Um lampejo de desafio brilhou em seus olhos cheios de lágrimas. "Ele me ama. Ele vai te deixar. Depois da eleição."
Eu quase ri. A pura e estonteante ingenuidade daquilo. Ela ainda acreditava no conto de fadas.
"Foi isso que ele te prometeu?", inclinei-me ligeiramente para a frente. "Um apartamento no centro? Um 'pacote de rescisão' de cem mil reais para te agradecer pelos seus serviços e te manter quieta?"
A cor sumiu de seu rosto. Eu havia citado o contrato palavra por palavra.
Deslizei meu tablet pela mesa. Na tela estava o arquivo que eu encontrei. O contrato de aluguel. O contrato de pagamento. As transações da empresa de fachada para o fundo de 'contingência' particular dele.
"Isso não é um plano para um futuro, Ketlyn", eu disse suavemente, o tom baixo mais devastador do que um grito. "Isso é uma estratégia de saída. Ele nunca ia me deixar por você. Ele ia te deixar para a Polícia Federal. Ele lavou um quarto de milhão de reais através de uma empresa em seu nome, depois desviou uma parte para criar seu dinheiro de silêncio. Quando a investigação, que é inevitável, viesse à tona, ele seria o político poderoso, tragicamente enganado por uma estagiária gananciosa e ambiciosa. Você."
Ela encarou a tela, a respiração curta e ofegante. A verdade era inegável, escrita em preto e branco, em cifras e cláusulas legais.

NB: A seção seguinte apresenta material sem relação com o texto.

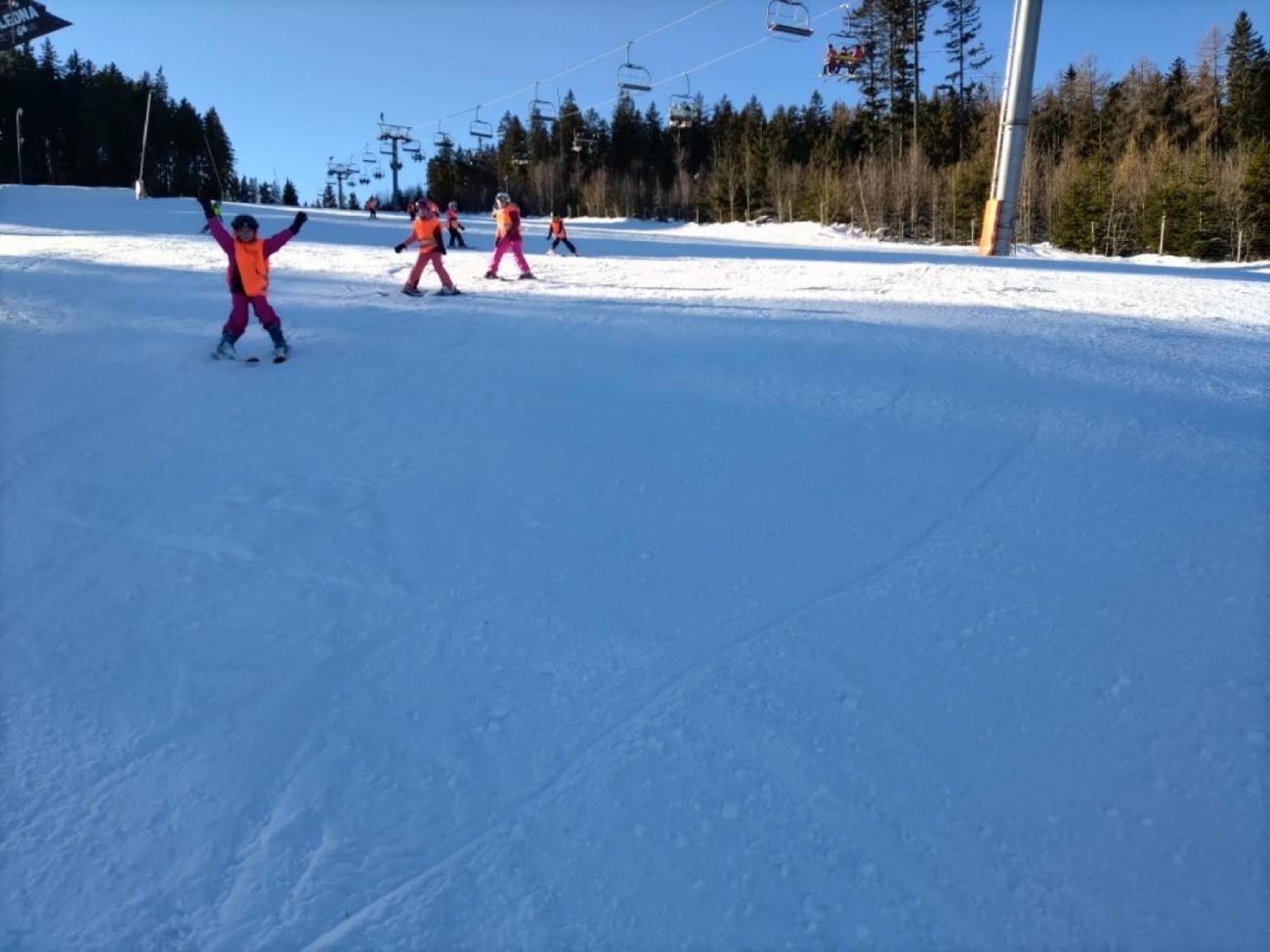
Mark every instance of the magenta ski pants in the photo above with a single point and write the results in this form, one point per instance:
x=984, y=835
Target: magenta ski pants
x=422, y=262
x=500, y=249
x=265, y=312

"Ele estava te usando como um escudo. Agora ele está te usando como um bode expiatório", continuei, pressionando a vantagem. "Os advogados dele não estão te protegendo; estão te isolando. Estão construindo uma narrativa. Quando terminarem, você terá sorte se pegar apenas cinco anos."

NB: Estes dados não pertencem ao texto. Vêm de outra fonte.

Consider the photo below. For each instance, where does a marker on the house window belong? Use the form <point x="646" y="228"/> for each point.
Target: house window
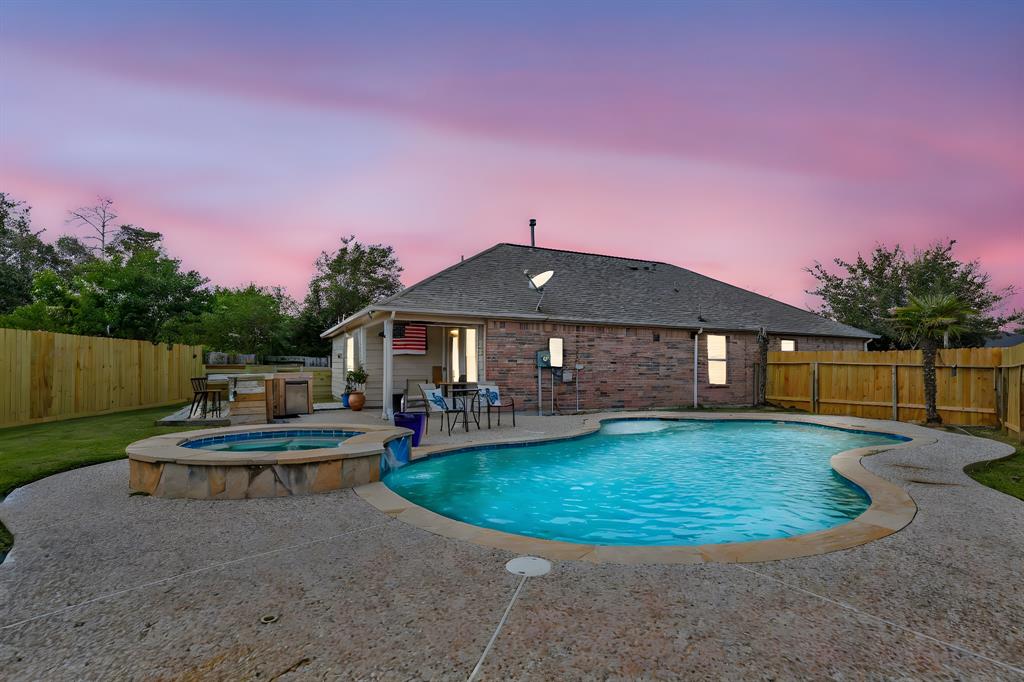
<point x="349" y="353"/>
<point x="456" y="365"/>
<point x="471" y="359"/>
<point x="716" y="359"/>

O primeiro soluço rasgou sua garganta, um som cru e ferido. "Não... não, ele não faria..."
"Ele faria", eu disse, minha voz como gelo. "Acredite em mim. Eu conheço o homem que criei."

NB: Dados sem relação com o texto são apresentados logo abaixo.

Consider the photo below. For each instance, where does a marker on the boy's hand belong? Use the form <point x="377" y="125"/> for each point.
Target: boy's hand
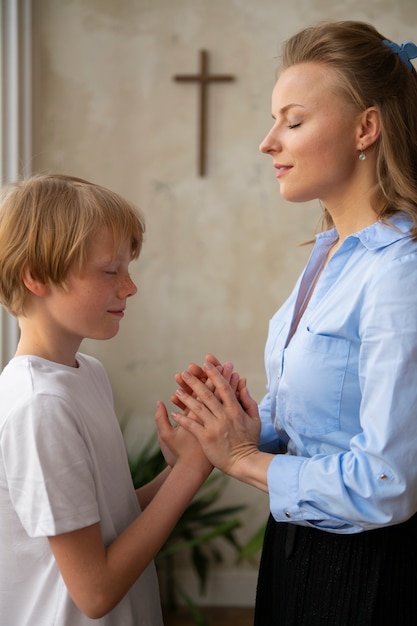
<point x="178" y="445"/>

Deixei-a chorar por um minuto inteiro, observando a fantasia que ela construiu em torno de sua vida se transformar em pó. Seu idealismo era um passivo, mas seu medo... seu medo eu podia usar.
"Existe uma saída", eu disse, puxando o tablet de volta.
Ela ergueu o olhar, o rosto uma bagunça de lágrimas e horror crescente. "Como?"
"O comício é em dois dias. É o maior momento dele. Tudo tem que ser perfeito." Fiz uma pausa, deixando a implicação pairar no ar. "Heitor está distraído. Ele está em pânico. Ele precisará de alguém em quem confia na cabine de controle com os arquivos da apresentação."
Deslizei um pequeno pen drive criptografado pela mesa. Parecia idêntico aos oficiais da campanha.
"Ele vai te dar um pen drive com os slides do discurso dele", eu disse. "Você vai trocá-lo por este. Quando ele chegar à parte do discurso sobre 'integridade e responsabilidade fiscal', este pen drive vai exibir um conjunto diferente de slides."
Seus olhos se arregalaram de terror. "O que tem nele?"
"Tudo", eu disse. "Os extratos bancários. Os documentos da empresa de fachada. O contrato de pagamento." Então eu dei o golpe final e devastador. "E o relatório policial completo e sem cortes do acidente de carro que matou meu irmão há dez anos. Aquele que prova que Heitor estava dirigindo de forma imprudente. Aquele que eu o ajudei a encobrir."
Ela recuou como se o pen drive fosse venenoso. "Você quer que eu... o arruíne?"
"Ele já está te arruinando", corrigi. "Estou te oferecendo uma escolha. Você pode ser a vítima dele, ou pode ser sua própria salvadora. Coopere, e eu entregarei esta evidência às autoridades, junto com uma declaração juramentada enquadrando você como um peão manipulado e relutante. Meus advogados irão representá-la. Você terá imunidade total. Você sairá livre. Ele irá para a prisão por um tempo muito, muito longo."
Levantei-me, deixando o pen drive na mesa.
"A escolha é sua, Ketlyn. Seja a garota que ele ferra, ou seja a mulher que incendeia o mundo inteiro dele."